The singer recorded the album live with a full orchestra and 17-person choir, all together in a studio. And you can hear the scratchy textures in the recordings, the faint aura of an echo in her voice as she sings. It also means the pain in her voice is also magnified in 3D, and there’s plenty of it on the album.
She’s said that the record is about love, and it is. But only as a foil to a lot of pain and personal agony. On The Land, those two emotions are entwined, each heightening the extremity of the other: intense pain begets intense love and hope. On “Bug Like An Angel,” her opening ode to the rock-bottom alcoholic ends in a searing gesture of absolution: “When I’m bent over wishing it was over, making all variety of vows I’ll never keep/ I try to remember the wrath of the devil was also given him by God” — a religious act of love even if it’s foolhardy in the moment.

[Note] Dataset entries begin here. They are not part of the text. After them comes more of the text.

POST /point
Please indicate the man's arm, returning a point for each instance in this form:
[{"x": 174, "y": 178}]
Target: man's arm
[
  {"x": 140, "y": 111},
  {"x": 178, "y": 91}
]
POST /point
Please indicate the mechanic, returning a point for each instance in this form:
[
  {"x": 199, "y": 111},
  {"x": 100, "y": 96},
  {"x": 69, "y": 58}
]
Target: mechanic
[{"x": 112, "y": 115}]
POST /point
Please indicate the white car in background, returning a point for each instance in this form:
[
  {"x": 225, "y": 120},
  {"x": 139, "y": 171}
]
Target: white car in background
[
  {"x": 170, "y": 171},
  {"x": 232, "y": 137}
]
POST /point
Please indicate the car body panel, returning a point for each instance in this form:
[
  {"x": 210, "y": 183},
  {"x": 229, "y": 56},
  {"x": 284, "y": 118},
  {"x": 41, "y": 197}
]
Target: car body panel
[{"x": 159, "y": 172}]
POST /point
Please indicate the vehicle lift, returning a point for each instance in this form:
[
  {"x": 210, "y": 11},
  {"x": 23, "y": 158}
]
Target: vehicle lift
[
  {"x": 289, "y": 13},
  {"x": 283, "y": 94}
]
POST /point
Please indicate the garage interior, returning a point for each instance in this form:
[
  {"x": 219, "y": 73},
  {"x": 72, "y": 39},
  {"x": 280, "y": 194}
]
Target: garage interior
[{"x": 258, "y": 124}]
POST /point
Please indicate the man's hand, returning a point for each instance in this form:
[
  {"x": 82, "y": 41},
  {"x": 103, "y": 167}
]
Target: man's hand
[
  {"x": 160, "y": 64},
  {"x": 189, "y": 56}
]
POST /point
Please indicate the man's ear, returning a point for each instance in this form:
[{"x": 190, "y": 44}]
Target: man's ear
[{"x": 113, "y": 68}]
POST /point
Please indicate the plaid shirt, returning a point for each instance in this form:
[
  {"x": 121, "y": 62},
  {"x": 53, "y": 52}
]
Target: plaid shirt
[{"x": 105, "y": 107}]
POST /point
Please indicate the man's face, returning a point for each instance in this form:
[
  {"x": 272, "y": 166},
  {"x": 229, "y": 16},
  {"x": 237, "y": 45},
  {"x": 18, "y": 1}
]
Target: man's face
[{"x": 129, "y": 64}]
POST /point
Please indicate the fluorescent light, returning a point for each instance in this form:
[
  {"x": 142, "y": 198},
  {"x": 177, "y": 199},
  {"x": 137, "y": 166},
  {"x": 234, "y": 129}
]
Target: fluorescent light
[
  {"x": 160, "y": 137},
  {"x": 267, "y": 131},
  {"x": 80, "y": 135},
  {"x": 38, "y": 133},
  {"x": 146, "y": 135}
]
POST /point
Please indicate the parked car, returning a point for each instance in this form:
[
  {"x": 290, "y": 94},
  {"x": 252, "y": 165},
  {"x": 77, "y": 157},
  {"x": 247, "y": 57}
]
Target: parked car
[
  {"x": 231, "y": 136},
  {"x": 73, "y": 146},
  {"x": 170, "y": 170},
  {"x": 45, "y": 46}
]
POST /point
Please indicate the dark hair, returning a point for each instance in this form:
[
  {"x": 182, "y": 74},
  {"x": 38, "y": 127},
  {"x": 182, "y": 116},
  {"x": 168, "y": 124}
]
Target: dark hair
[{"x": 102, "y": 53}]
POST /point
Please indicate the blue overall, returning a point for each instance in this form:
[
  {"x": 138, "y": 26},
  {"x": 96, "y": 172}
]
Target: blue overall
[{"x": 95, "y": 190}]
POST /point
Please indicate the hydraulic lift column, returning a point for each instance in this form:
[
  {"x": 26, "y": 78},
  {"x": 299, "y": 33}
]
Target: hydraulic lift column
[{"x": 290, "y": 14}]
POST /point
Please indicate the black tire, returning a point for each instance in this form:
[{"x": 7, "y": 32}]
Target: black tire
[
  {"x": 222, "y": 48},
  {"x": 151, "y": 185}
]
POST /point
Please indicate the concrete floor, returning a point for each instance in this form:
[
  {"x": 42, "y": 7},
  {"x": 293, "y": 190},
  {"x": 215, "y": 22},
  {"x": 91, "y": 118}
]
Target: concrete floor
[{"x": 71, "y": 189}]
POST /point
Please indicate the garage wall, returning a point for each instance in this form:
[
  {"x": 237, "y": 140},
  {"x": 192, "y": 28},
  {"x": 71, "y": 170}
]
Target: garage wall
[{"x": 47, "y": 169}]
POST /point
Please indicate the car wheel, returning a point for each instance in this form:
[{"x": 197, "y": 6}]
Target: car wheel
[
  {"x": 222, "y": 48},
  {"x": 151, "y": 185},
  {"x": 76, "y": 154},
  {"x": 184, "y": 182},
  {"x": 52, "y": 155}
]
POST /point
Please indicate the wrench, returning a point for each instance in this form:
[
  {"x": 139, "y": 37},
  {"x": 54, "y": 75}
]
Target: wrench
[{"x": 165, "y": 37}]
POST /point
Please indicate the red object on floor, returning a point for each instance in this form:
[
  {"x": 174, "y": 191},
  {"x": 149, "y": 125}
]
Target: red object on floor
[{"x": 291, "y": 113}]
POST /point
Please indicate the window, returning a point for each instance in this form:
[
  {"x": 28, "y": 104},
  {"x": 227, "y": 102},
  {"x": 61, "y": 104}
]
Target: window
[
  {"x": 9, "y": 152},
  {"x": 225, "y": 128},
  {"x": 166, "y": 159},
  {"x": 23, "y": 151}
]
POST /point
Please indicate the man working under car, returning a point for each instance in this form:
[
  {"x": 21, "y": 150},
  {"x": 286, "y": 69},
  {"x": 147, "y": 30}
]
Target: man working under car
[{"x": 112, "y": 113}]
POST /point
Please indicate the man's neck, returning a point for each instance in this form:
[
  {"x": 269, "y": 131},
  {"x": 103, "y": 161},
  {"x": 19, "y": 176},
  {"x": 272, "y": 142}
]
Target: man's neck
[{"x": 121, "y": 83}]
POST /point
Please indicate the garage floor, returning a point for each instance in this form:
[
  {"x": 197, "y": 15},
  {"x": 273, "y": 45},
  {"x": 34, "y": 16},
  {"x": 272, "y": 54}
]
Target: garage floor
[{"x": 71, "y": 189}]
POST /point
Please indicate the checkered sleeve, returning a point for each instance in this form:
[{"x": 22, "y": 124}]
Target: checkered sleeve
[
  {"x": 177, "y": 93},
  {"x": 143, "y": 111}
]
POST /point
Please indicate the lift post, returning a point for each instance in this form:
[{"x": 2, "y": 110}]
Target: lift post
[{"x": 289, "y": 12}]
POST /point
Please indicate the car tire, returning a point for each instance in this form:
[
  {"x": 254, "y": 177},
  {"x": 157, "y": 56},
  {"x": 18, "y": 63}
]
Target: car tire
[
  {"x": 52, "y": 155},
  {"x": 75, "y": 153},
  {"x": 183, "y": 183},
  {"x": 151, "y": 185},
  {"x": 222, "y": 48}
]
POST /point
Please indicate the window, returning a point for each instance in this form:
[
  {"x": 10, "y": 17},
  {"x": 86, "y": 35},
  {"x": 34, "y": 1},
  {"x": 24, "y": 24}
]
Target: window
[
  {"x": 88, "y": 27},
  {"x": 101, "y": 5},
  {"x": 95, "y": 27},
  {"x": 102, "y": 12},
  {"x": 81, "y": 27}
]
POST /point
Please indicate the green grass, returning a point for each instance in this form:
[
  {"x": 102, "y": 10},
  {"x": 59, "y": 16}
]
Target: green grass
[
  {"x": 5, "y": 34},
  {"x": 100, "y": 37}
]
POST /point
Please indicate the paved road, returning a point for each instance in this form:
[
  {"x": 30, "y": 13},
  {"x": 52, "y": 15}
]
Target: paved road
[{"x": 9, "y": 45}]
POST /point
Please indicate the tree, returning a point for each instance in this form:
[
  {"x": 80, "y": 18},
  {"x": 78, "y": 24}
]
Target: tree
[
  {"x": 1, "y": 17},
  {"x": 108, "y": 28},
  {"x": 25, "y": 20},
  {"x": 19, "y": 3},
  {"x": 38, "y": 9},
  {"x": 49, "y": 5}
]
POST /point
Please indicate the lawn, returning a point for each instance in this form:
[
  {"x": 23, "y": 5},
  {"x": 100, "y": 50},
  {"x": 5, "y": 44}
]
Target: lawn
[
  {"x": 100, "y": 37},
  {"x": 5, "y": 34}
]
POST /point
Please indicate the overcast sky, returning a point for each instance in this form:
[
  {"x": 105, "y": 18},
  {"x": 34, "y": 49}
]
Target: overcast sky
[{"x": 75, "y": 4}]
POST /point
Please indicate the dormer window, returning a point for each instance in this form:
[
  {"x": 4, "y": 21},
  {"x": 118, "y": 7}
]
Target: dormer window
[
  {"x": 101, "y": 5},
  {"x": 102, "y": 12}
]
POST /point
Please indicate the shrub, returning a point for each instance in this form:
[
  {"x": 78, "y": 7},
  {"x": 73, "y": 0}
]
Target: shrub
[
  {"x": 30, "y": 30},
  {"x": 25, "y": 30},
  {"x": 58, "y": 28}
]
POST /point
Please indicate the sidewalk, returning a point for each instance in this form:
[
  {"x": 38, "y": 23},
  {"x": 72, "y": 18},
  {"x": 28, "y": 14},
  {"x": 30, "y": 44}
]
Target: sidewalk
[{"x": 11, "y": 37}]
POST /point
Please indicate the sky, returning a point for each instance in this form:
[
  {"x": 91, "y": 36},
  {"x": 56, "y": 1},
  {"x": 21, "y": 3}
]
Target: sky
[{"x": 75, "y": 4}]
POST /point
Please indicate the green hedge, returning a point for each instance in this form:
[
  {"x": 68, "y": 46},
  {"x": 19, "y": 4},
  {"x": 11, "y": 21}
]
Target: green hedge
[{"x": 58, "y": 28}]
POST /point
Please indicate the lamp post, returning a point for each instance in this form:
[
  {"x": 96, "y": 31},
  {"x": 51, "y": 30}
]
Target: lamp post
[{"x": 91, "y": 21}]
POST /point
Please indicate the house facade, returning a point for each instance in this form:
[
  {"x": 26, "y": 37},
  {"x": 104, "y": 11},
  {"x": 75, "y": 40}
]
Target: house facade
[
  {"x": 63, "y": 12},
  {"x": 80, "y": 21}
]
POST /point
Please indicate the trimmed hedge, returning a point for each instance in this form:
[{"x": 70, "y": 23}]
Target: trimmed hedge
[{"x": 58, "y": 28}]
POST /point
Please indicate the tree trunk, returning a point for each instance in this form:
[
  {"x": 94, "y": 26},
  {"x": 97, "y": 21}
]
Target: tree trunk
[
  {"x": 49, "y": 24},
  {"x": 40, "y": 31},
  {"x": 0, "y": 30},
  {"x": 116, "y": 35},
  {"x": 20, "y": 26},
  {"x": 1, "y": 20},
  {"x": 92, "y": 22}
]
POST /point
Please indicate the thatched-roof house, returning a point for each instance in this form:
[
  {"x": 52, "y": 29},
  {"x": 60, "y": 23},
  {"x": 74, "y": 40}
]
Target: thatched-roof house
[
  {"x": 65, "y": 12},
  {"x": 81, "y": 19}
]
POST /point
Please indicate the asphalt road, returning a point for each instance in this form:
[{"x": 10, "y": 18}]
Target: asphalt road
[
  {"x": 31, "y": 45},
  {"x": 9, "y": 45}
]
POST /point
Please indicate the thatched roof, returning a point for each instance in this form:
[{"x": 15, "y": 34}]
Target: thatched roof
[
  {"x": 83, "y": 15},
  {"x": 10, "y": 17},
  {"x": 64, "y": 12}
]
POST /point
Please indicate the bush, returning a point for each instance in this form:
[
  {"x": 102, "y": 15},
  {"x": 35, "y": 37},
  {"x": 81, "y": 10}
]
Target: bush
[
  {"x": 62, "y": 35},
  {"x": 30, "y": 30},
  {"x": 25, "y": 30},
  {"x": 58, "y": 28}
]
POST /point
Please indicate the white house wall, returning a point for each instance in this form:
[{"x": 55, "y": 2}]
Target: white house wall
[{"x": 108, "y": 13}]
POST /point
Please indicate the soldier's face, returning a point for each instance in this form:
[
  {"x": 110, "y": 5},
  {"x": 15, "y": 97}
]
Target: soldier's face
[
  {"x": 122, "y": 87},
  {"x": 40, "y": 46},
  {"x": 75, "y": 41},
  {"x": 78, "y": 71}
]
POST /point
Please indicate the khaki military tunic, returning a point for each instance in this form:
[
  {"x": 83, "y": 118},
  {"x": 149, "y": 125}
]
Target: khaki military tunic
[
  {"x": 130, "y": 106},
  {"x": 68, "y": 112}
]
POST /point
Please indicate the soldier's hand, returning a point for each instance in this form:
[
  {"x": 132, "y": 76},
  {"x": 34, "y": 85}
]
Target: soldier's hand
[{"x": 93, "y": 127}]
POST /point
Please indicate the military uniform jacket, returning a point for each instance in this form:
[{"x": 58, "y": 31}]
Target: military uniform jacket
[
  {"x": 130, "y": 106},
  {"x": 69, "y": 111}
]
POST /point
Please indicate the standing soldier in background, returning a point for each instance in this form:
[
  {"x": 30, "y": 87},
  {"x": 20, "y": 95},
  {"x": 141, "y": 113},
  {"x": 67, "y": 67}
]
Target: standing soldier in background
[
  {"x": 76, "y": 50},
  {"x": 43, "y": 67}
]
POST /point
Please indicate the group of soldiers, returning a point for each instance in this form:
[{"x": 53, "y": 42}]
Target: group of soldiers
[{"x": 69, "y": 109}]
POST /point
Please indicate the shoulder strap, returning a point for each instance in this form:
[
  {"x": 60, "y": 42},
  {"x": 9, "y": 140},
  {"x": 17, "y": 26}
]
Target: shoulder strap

The intensity only continues on “I Don’t Like My Mind,” where she belts about the agony of being left alone with her thoughts, “With all its opinions about the things that I’ve done,” she sings. So she gorges a whole cake at Christmas and begs to keep her job — her ultimate love and lifeline. Despite being one of the darkest songs on the album, it’s also one of its most gorgeous, rippling with guitars and twinkling piano, and her voice that chills like a forceful mountain breeze.
There are moments where love is a more pleasant contemplation, like on “My Love Is Mine All Mine,” the soft pulsing heart of the record. A languid, smoked out ballad, Mitski croons under the white light of a full moon, marveling at her ability to love as life’s biggest miracle. “Nothing in the world is mine for free but my love, mine all mine all mine,” she sings with wonder. It is meltingly romantic and just a little sad, but maybe for Mitski’s standards this is the closest we’ll ever get to a straightforward love song. Fittingly it’s one sung to herself.
Because the one great constant of all on The Land is that Mitski is still alone, maybe even more alone than ever, “witness-less me,” she sighs on “The Frost.” That solitude is nearly supernatural on “The Deal,” a strummed bard-like epic that touches the demonic on the chorus. A midnight stroll to sell her soul brings an encounter with a single bird perched on a street light, the sole witness to her human turmoil. It speaks to her in deep, IMAX level tones, “Your pain is eased but you’ll never be free/ For now I’m taken, the night has me.”
In the decade Mitski’s been making heart-rendering, truly emotionally precipitous music there’s been nothing like The Land. The album feels like an outlier in extremity, even against a discography filled with lyrics about throwing yourself off the balcony. Its songs are dramatically intense, almost too intense to be listened to again for fear of it cracking something inside you. It’s maybe something in the way they’re written, broken from standard song format so they unspool like raw, unedited thoughts. It’s maybe because these songs go beyond relatability and into some territory that only Mitski knows and can navigate, and we can only follow in her wake hoping to find something to cling on.
But then you get a song like “Star,” a song that clutches on hope and love so hard it transcends the length of the universe. “Keep a leftover light burning so you can keep looking up/ Isn’t that worth holding on?” she asks. This must be the real reason we continue to come back to Mitski. To know that even when someone is at life’s edge, there’s still a way back.
Mitski’s ‘The Land Is Inhospitable But So Are We’ is out Sept. 15 via Dead Oceans.